Accepting every new client who comes your way might seem like a quick way to make more money, but in the long run, it often leads to stretching crews thin on time and resources.
That’s why Nick Cooper said he turns down roughly 95 percent of new business leads each day. The Greathouse Company business development manager told a LANDSCAPES 2018 audience that it’s essential for companies to find their ideal clients and stick with them, especially when new business keeps piling on.
“Focus your effort on that customer and don’t be afraid to say no,” Cooper said. “Being in sales, you really want to close, but what that really does is clog up the system.”
He and Alison Blobner, director for marketing and sales at LandOpt Network, said companies should be proactive in finding new business rather than reactive. First, companies must identify their ideal clients: Are they large-scale, lucrative commercial accounts, or a variety of small-scale residential clients?
Next, businesses should reach out to potential leads who fit the description for an ideal client. Blobner said companies that reach out directly to possible clients with a phone call usually secure more business – and for a longer period of time – than those who wait for customers to call and request information.
In other words, businesses should implement practices to ensure sales and marketing departments are collaborating to “recruit” new – and ideal – clients.
“In this industry right now, a majority of companies aren’t conducting business that way,” Blobner said.
Cooper said his company won’t help clients who don’t agree to a three-year contract. Though that’s just what his company does, Cooper said the lesson
“Not everyone is an ideal client for you,” Blobner said.

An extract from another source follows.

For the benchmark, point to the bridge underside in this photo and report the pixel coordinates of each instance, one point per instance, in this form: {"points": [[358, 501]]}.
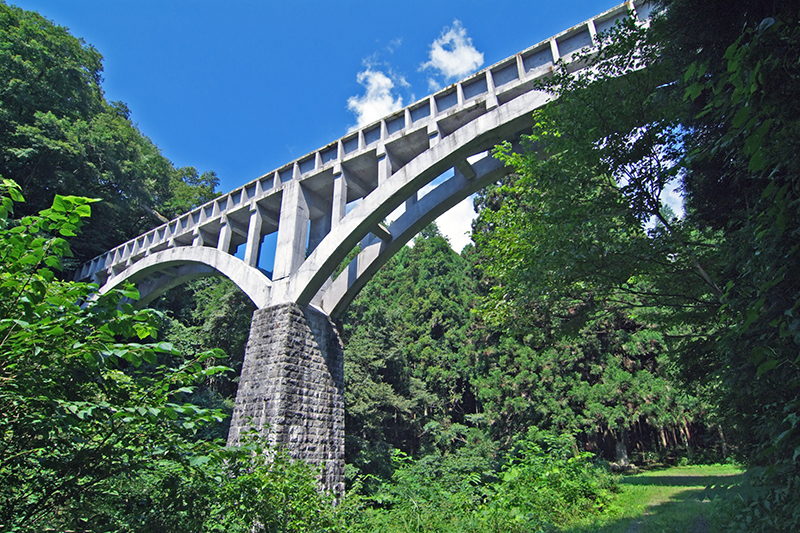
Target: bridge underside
{"points": [[319, 208]]}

Cooper said companies can still provide quality customer service, even to those they decline to work with. He said responding to every new business request within a day and either offer more information on what your company does or recommend another landscaper’s service. Cooper said politely rejecting their business while offering an alternative doesn’t leave a bad taste in people’s mouths when they finish the conversation. People talk, Cooper said, and word on your customer service will spread like wildfire.
Blobner also said that companies should track performance metrics with how successful your sales pitches are to potential clients. She compared ignoring success rates to watching a football game without a scoreboard.
“How do you know who’s winning, who’s losing?” Blobner said.